A large and growing number of new therapeutic compounds aiming at “disease
modification” Inhibitors,research,lifescience,medical in Alzheimer’s disease (AD) are currently under clinical investigation (Table I). However, these innovative therapeutic approaches require a variety of novel biomarkers with differentiated roles and functions to ensure objectivity and efficiency of drug development, as well as the initiation and monitoring of drug treatment in patients. Accordingly, new guideline documents from regulatory authorities, such as the FDA and EMEA, Inhibitors,research,lifescience,medical will most likely strongly recommend thorough validation of biological, as well as imaging, candidate markers as primary end points in upcoming phase II and III treatment trials of compounds claiming disease-modifying properties. In this context, the ideal biomarker would
serve Inhibitors,research,lifescience,medical at least two purposes. First, it would enable early diagnosis, which also relates to early detection of pathophysiology. This is particularly important for “disease modification” and early intervention in a condition that progresses for 5 to 8 years prior to awareness of cognitive loss.
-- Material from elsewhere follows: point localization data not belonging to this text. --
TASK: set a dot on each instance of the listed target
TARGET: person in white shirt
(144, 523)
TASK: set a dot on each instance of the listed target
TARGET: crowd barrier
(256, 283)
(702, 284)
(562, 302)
Secondly, the biomarker would enable assessment of objective treatment benefit so that the old therapeutic regimen could be adjusted according to patient response. Those biomarkers could also serve as objective end points in clinical trials assessing the efficacy of new compounds. Table I. Potential disease-modifying and amyloid-targeting agents in development. Sources: a, www.clinicaltrials.gov; b, www.neurochem.com; c, www.lilly.com; d, www.cornell.edu; e, www.phrma.org; f, www.regentherapeutics.com; g, www.affiris.